One of the many tricky questions for the director of "Macbeth" is whether or not you put the ghost of Banquo on stage.
If your actor is fabulous - and you have an audience that knows the play, which is pretty likely at this point - then you're as well off with not putting Banquo into some quickchange blood and mayhem victim makeup and having the crowd's responses to Macbeth getting freaked out actually register. It's not easy to have their reactions make an impact when a corpse is capering about.
But if you've not quite a stellar "Macbeth" (or one who can most everything except act freaked), or a makeup artist who is exceptional, or your fake blood budget is as high as your cleaning budget, or you'll be doing shows on Hallowe'en, then you really should have the ghost on stage.

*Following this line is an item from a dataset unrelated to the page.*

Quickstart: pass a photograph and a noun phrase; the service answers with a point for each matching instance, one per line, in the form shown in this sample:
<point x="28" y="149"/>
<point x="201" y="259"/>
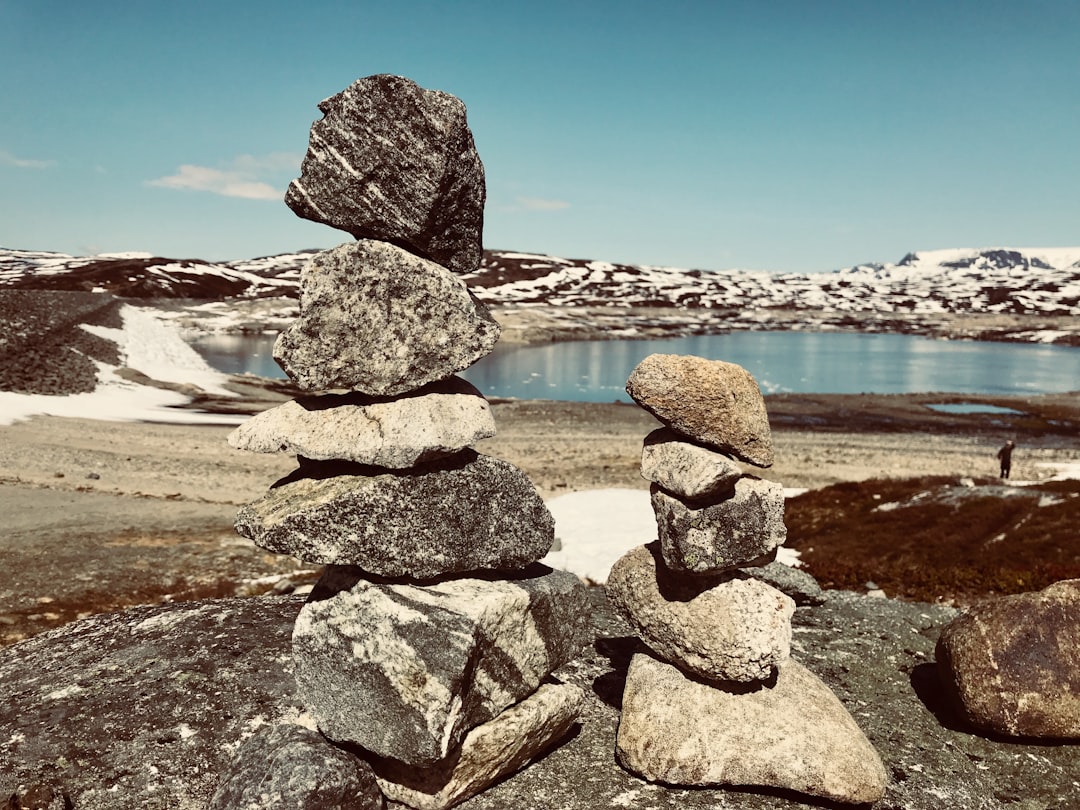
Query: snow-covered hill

LEGO minifigs aren't quite expressive enough in these sorts of shots to make the lack of a ghost work, methinks. If you did up an extensive montage-type layout with lots of closeups and macro shots, then it probably could work.
And, I should noted, we have a messenger here... From the Great Beyond!
The message is simple - consider yo'self haunted.
I should say, Lich forgetting his own messengers ... Uhh ... *dramatic pause*
(I'll post when there's another strip or I can pull myself together again! :D)
"Never shake thy glory locks at me!" What a, in this case, unintentionally hilarious line. More like "Never shake thy glory 'fo at me!" Am I right? Also, lich, I mean ghost clowns are the worst. Tough luck, Banquo.
That's some fine ghost effect you've got going there.
@Redstorm - I've a joke in mind for the hair. Funny enough, I'd planned to use the red Exo-Force hair but couldn't find it, so I went clown. Once you go clown, you never go back.
And "glory locks" is a funny misreading. If I were to have an all "Barbershop" version of Mackers, that'd be the one I'd go with!
@Brickvoid - I hope you recover your cranium soon. Maybe a joke or two will help?
@BOTD - Thank ye, kind sir. Not even sure I can recall all the effects offhand - I think I copied the figure, went gaussian on it (and some sort of shiny effect?) and then pasted over the copy which I made half-opaque and then his "oilify" to make it look kinda daubed. It took _way_ too long for the effect, but I'm still pleased by the effect.
...and now that I look at it again, I kinda wish I'd done it for all frames rather than just as he "materialized" to Macbeth's eyes. Ah, well.